# Our new addition :)



## Stephanie76 (Nov 2, 2009)

I am a relatively new hedgie owner. The husband and I adopted an older hedgie from a local breeder here in Colorado and absolutely adore her. After getting Pequop (pay-kwop) and having her adjust to us and the new environment, I found myself really wanting to get a baby to just add to the happiness in our home!

Yesterday, I went to pick up our baby (from the same breeder). Her name is LeRoux and she is 7 weeks old (and a platinum color thus far). She is a little grumpy as I am seeing new quills starting to poke through. I ran her a nice oatmeal bath with a lovely flax seed rinse.  Nothing works like love and a spa treatment! :mrgreen: 

I just love having an older hedgie, who is reserved and calm. And then the polar opposite, the baby, who is a little energy ball (at times) and experiencing life as a baby hoglet (um.. ouch!). 

Here are my darling ladies (I will post more pictures to this thread as I can! I have many more already, just need to attempt to "look like I am working" mwwwuahahahaha) :roll:


----------



## Hedgieonboard (Nov 15, 2009)

Your hedgies are too cute  I bet your new little one loved their spa treatment


----------



## LarryT (May 12, 2009)

Congrats on the new hoglet  
They both are just adorable


----------



## shetland (Sep 2, 2008)

They are just adorable! How exciting for you!!


----------



## mel2626 (Sep 28, 2009)

lol lol on the "attempt to look like you're working"!! You sound like me!! 

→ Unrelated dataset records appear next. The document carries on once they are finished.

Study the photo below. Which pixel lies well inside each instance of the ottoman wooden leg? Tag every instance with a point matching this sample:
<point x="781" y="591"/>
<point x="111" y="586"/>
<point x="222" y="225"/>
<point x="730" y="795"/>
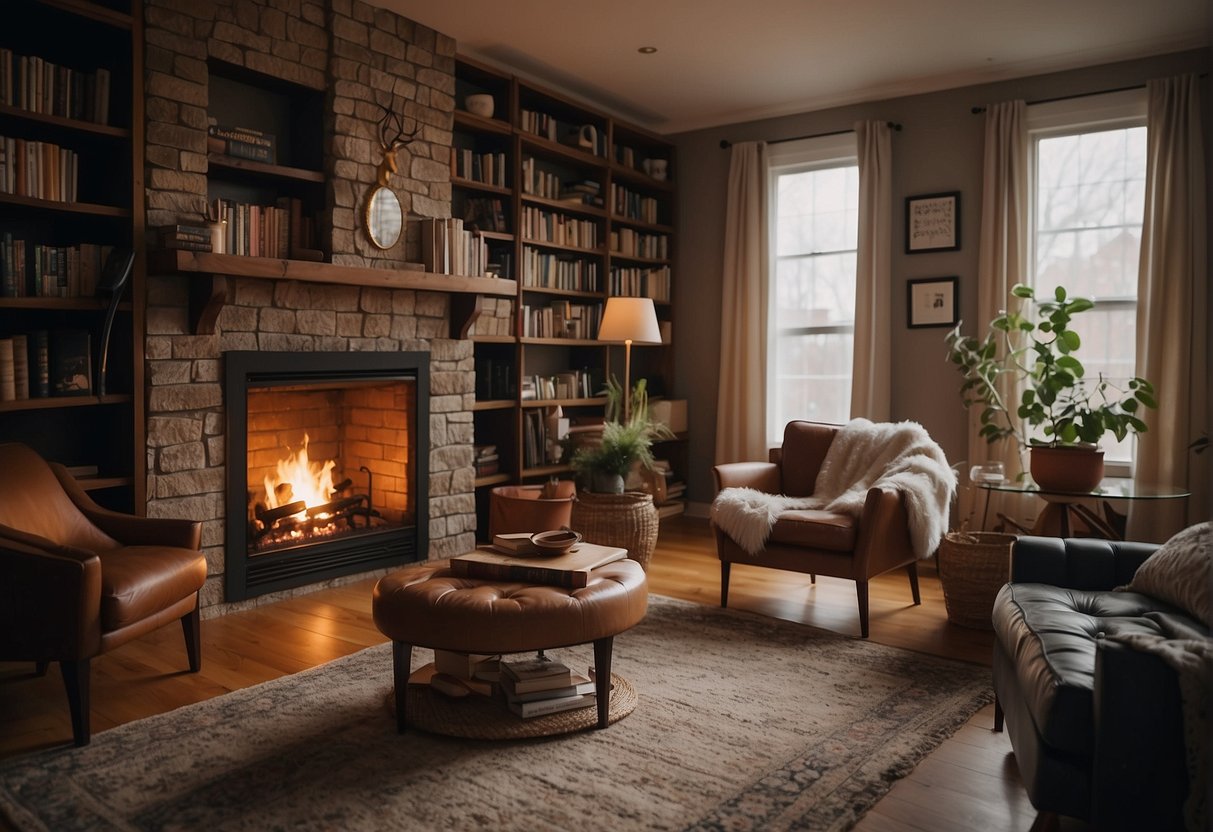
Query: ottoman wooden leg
<point x="402" y="666"/>
<point x="602" y="683"/>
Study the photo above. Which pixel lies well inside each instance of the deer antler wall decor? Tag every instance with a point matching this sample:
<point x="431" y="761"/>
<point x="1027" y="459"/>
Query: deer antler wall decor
<point x="392" y="138"/>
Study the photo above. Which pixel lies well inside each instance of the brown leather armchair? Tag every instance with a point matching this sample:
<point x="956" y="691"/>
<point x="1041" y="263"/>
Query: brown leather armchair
<point x="78" y="580"/>
<point x="814" y="541"/>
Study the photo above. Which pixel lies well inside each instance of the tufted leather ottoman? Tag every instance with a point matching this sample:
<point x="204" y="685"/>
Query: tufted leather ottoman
<point x="426" y="605"/>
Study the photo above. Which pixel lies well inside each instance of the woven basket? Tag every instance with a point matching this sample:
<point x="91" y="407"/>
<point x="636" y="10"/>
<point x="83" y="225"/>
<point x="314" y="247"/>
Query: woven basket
<point x="627" y="520"/>
<point x="973" y="565"/>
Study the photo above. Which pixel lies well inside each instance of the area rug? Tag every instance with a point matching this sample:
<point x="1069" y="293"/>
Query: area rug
<point x="742" y="723"/>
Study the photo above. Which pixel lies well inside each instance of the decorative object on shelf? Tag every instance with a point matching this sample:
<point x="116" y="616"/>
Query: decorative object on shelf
<point x="932" y="302"/>
<point x="383" y="218"/>
<point x="479" y="104"/>
<point x="1037" y="358"/>
<point x="656" y="169"/>
<point x="933" y="222"/>
<point x="630" y="319"/>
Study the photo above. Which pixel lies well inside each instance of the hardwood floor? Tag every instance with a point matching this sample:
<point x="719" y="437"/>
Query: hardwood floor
<point x="968" y="782"/>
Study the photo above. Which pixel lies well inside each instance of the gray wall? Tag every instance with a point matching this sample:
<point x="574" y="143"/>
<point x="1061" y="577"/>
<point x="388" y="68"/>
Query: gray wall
<point x="939" y="148"/>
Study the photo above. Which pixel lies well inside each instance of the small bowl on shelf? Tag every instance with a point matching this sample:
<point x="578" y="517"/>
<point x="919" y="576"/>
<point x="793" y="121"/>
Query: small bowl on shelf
<point x="554" y="542"/>
<point x="479" y="104"/>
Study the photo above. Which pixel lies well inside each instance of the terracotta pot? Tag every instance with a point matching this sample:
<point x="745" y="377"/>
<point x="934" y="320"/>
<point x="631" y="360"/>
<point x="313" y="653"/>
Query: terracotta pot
<point x="1066" y="468"/>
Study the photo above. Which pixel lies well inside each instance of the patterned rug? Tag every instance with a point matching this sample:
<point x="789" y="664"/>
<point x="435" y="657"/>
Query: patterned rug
<point x="742" y="723"/>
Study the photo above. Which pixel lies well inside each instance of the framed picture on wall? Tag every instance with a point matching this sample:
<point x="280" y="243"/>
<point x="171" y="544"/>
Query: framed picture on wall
<point x="932" y="302"/>
<point x="933" y="222"/>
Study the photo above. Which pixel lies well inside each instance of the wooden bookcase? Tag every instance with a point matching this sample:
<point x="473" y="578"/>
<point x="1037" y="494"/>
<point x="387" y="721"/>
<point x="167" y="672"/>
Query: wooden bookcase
<point x="64" y="46"/>
<point x="575" y="218"/>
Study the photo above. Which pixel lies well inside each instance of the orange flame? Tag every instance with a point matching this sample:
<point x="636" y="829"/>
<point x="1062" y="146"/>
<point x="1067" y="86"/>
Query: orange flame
<point x="299" y="478"/>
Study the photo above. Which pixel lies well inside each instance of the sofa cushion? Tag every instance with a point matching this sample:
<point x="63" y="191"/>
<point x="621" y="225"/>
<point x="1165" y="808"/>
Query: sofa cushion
<point x="815" y="529"/>
<point x="1051" y="633"/>
<point x="1179" y="571"/>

Oh how adorable and congrats! I love those colors! I enjoy seeing the little hedgies next to the bigger ones~ I can't believe my little girl is going to get big one day...and it's even harder to believe that one day she will stop quilling!  lol I can't wait~ ouch is right!!


----------



## krbshappy71 (Jul 17, 2009)

Whoah she is huge! Or the baby is really small, that is too funny to see them side-by-side like that. 

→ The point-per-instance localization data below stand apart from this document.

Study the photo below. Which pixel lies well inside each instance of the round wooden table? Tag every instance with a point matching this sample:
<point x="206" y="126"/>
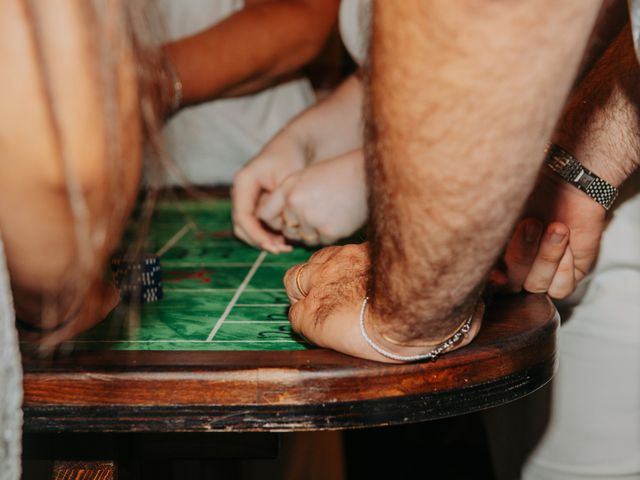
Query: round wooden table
<point x="275" y="391"/>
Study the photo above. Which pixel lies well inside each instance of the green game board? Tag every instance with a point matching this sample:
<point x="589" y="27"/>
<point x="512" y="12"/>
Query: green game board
<point x="219" y="294"/>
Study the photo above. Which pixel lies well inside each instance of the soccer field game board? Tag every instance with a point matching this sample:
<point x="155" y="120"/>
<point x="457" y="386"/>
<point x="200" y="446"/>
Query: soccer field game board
<point x="219" y="294"/>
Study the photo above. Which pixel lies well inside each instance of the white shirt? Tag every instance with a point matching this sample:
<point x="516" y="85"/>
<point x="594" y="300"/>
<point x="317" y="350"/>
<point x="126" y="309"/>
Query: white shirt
<point x="211" y="141"/>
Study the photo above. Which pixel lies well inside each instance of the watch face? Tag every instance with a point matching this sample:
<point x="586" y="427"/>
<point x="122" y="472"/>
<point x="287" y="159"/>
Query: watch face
<point x="584" y="180"/>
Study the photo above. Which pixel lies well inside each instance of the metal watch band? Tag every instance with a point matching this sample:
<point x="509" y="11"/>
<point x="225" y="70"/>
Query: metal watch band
<point x="571" y="170"/>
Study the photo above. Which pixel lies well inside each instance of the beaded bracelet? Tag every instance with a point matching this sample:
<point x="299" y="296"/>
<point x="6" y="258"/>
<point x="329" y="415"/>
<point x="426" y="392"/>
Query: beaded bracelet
<point x="431" y="355"/>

Great pictures! Congrats on your new addition. I also like having one older and one younger and I haven't had a baby one yet but maybe some day down the road. (I'm at my maximum pet level right now)


----------



## Ahava (Mar 25, 2009)

AHHHH OMG!!
They are so cute! Just by the way haha. 
I am jealous. I would like another hedgie but I think that will have to wait till I'm living on my own. 
But yeah, I can't wait to hear more fun stories about how your older hedgie is managing your younger one


----------



## Stephanie76 (Nov 2, 2009)

Thank you for all the wonderful compliments on the quilled lovers! 

As for the size of our older hedgie... she is massive ( her nickname from the husband is "our jelly doughnut" :lol: ). She can still go into a ball without any problems if she needs, but since she is so sweet, she rarely does.

As far as how Pequop is taking to the little 7-week old LeRoux ( husband nicknamed this one "the egg" since she is about the size of an egg ), she couldn't have been nicer. We didn't introduce them right away as both parties really don't need any stress that can be avoided but we did pair them up last night under constant supervision. Pequop (the adult lady) was very kind and approached LeRoux ever so cautiously and sniffed her quills and just sat next to her.  LeRoux, who is starting to quill, was actually *not *"balled up" and sniffed out Pequop as well. Then, they both eventually lost interest and scooted around elsewhere. :lol:

Now that I am writing this, I look at the names my husband gives our hedgies, and it sounds like he is just hungry for breakfast!!!!! :shock: :lol: :lol: :lol:


----------



## Pipkin (Aug 26, 2009)

I love their names and they are both just gorgeous


----------



## Linsoid (Nov 3, 2009)

Awww they're such sweet girls!!


----------